3. The parties SHALL file any post-hearing motion or application for stay pending appeal with the Court on or before September 3, 2013. No extensions of time will be granted. Any response thereto SHALL be filed within seven days, unless otherwise ordered by the Court.
4. Respondent SHALL pay the costs of these proceedings. The People SHALL file a “Statement of Costs,” within fourteen days. Respondent SHALL file his response to the People's statement within seven days thereafter.
1. See People v. Richards, 748 P.2d 341, 346 (Colo.1987); C.R .C.P. 251.15(b).
2. See the People's complaint for further detailed findings of fact.
3. Respondent's registered business address is 9819 Townsville Circle, Highlands Ranch, Colorado 80130.
4. See C.R.C.P. 251.1(b).
5. See In re Roose, 69 P.3d 43, 46–47 (Colo.2003).
6. See ABA Standards 9.21 & 9.31.
7. See In re Attorney F., 285 P.3d 322, 327 (Colo.2012); In re Fischer, 89 P.3d 817, 822 (Colo.2004) (finding that a hearing board had overemphasized the presumptive sanction and undervalued the importance of mitigating factors in determining the needs of the public).

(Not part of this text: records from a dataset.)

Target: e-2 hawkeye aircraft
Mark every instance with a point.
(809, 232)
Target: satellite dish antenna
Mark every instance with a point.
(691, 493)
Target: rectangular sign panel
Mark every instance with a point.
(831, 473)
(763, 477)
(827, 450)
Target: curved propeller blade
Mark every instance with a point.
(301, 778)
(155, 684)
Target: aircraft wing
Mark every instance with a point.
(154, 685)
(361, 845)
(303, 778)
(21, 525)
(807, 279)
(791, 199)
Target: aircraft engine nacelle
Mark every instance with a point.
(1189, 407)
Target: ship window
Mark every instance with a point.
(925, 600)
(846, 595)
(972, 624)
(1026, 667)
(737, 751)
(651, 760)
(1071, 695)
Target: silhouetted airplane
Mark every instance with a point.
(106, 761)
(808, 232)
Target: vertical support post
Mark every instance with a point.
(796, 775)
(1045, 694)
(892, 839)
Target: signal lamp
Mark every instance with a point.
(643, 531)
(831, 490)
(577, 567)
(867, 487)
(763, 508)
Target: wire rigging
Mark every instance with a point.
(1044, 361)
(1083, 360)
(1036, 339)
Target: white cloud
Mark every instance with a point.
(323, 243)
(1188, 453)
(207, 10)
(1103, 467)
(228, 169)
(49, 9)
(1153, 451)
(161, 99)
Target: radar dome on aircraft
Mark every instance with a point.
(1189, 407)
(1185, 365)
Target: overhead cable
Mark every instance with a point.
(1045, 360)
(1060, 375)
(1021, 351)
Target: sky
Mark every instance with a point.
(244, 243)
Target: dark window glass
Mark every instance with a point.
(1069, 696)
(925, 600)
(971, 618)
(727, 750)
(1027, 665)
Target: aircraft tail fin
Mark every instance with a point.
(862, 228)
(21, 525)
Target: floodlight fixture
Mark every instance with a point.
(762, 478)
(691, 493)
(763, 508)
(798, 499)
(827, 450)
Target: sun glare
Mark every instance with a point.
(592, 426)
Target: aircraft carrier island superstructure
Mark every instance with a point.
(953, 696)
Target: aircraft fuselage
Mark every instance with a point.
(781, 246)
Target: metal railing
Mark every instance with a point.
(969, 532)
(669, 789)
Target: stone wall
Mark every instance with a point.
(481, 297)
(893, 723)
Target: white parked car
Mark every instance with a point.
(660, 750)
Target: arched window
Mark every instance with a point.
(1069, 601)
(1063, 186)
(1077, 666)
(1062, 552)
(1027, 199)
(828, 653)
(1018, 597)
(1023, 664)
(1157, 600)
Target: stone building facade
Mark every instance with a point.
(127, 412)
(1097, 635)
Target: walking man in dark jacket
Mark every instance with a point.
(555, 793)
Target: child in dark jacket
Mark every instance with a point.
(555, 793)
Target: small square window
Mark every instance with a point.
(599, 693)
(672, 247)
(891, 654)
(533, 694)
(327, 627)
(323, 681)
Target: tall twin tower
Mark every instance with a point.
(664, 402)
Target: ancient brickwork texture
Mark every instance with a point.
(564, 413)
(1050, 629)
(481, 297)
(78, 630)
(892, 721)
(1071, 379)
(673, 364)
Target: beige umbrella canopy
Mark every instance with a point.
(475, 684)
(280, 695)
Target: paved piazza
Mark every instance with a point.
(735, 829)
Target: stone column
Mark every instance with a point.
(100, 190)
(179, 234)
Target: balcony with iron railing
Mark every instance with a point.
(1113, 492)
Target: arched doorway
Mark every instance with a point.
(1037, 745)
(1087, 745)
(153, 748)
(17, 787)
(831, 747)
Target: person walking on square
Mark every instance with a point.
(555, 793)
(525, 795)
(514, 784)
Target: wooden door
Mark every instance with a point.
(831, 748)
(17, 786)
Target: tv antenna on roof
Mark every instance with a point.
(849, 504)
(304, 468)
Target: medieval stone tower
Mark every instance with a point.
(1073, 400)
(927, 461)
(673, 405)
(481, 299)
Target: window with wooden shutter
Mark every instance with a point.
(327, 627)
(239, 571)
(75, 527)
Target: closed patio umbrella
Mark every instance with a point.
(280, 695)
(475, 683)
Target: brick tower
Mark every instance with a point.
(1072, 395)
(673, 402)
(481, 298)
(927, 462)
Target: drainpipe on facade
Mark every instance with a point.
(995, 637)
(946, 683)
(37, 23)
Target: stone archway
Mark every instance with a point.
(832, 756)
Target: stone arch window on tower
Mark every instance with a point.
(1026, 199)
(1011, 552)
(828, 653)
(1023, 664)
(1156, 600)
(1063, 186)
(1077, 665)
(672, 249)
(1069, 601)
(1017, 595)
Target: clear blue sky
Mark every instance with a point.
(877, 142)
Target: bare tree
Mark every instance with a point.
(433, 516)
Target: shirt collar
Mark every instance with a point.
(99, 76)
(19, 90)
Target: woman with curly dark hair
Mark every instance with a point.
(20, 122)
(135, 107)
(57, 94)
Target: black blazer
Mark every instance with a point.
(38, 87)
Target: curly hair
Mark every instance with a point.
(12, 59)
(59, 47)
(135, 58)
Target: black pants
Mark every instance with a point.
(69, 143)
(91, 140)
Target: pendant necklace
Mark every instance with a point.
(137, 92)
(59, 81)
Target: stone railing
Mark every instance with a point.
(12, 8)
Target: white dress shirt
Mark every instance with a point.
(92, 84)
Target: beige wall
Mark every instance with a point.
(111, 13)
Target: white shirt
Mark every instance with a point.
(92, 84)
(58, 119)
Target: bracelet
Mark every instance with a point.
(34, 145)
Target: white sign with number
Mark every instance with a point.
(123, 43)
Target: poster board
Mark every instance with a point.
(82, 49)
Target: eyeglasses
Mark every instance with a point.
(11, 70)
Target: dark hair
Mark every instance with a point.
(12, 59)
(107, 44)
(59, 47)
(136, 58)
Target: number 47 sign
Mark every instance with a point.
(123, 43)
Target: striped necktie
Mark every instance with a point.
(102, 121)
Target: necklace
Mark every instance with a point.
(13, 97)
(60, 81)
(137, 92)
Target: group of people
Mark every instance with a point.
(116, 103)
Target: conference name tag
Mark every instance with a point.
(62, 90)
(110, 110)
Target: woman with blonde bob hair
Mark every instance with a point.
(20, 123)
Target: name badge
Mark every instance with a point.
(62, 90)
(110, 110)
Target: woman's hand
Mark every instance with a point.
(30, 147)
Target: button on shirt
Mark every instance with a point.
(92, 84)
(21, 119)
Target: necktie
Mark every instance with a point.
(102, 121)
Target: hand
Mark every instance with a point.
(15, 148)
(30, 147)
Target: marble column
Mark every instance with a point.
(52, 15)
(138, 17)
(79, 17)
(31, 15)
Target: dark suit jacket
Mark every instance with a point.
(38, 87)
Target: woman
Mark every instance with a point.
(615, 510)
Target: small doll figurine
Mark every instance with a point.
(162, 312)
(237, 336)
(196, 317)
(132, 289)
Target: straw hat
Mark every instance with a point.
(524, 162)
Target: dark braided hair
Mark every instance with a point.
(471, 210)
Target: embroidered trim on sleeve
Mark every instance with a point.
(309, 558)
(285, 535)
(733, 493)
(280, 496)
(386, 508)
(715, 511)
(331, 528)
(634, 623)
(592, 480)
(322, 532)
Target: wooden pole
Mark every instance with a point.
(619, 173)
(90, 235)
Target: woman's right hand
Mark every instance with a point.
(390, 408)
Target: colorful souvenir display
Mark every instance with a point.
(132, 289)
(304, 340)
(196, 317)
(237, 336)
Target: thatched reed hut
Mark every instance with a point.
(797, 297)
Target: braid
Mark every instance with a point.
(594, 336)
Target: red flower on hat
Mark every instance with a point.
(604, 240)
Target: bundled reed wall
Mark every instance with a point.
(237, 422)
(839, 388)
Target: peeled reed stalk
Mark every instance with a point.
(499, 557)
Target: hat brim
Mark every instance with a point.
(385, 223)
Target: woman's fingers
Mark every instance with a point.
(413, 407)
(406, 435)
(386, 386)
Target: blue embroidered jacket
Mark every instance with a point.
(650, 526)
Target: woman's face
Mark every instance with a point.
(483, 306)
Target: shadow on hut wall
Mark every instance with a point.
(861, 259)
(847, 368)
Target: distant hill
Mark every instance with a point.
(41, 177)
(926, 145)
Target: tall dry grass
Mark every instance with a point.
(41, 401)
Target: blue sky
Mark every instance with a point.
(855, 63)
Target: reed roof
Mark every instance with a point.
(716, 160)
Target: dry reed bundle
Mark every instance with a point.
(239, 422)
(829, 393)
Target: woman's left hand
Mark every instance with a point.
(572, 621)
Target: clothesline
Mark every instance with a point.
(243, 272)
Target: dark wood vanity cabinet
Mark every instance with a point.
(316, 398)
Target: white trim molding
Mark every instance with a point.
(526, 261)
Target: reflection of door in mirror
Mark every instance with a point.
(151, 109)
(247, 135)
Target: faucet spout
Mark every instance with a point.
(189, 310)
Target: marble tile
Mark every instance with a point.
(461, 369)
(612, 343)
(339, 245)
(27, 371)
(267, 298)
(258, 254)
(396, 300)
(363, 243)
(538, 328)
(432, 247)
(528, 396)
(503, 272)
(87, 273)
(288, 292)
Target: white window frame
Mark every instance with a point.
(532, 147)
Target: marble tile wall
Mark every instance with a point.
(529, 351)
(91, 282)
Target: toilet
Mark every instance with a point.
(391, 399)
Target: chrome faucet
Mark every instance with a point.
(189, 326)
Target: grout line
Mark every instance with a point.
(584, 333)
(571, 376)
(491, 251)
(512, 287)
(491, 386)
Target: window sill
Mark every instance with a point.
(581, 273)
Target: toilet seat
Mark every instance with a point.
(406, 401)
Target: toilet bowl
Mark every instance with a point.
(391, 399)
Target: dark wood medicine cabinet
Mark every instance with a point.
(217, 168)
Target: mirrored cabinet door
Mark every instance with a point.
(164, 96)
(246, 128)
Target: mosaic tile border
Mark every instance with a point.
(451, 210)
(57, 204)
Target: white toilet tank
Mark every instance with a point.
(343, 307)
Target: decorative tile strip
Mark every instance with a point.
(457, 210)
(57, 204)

8. In re Attorney F., 285 P.3d at 327 (quoting People v. Rosen, 198 P.3d 116, 121 (Colo.2008)).
9. See Matter of Manning, 881 P.2d 1150, 1152–53 (Ariz.1994) (concluding that a lawyer's decision to practice law while under suspension could only have been made for the lawyer's own benefit, and applying ABA Standard 7.1); Matter of Tarletz, 798 P.2d 381, 383 (Ariz.1990) (applying ABA Standards 7.1 and 8.1 when a lawyer practiced law despite her suspension for failing to pay dues).
10. Compare People v. Johnson, 946 P.2d 469, 471 (Colo.1997) (suspending a lawyer for eighteen months after he violated an administrative suspension order and engaged in other misconduct) and People v. Rivers, 933 P.2d 6, 8 (Colo.1993) (suspending a lawyer for one year and one day for violating an administrative suspension order and engaging in other misconduct), with People v. Zimmermann, 960 P.2d 85, 88 (Colo.1998) (ruling that disbarment was appropriate where a lawyer violated a disciplinary suspension order and engaged in other misconduct, causing actual harm to clients).
11. People v. Redman, 902 P.2d 839, 839 (Colo.1995).
13. Id. at 839–40.
14. Id. at 840. The Colorado Supreme Court has also disbarred attorneys in other cases for engaging in the same or similar misconduct. See People v. Bottinelli, 926 P.2d 553, 558 (Colo.1996) (applying ABA Standard 8.1(b) and disbarring an attorney who was previously suspended for six months for the same misconduct); People v. Regan, 871 P.2d 1184, 1188 (Colo.1994) (treating an attorney's previous suspension as a pattern of misconduct because his current disciplinary violations occurred during same time period, but noting that “[h]ad the respondent engaged in the instant misconduct after being disciplined in 1992, there would be no question that disbarment would be appropriate” under ABA Standard 8.1(b)); People v. Dolan, 873 P.2d 766, 768–69 (Colo.1994) (applying ABA Standard 8.1(b) and disbarring an attorney who had a history of similar discipline).
15. ABA Standards § 2 at 7.
16. In general, an order and notice of sanction will issue thirty-five days after a decision is entered pursuant to C.R.C.P. 251.19(b) or (c). In some instances, the order and notice may issue later than thirty-five days by operation of C.R.C.P. 251.27(h), C.R.C.P. 59, or other applicable rules.
WILLIAM R. LUCERO, Presiding Disciplinary Judge.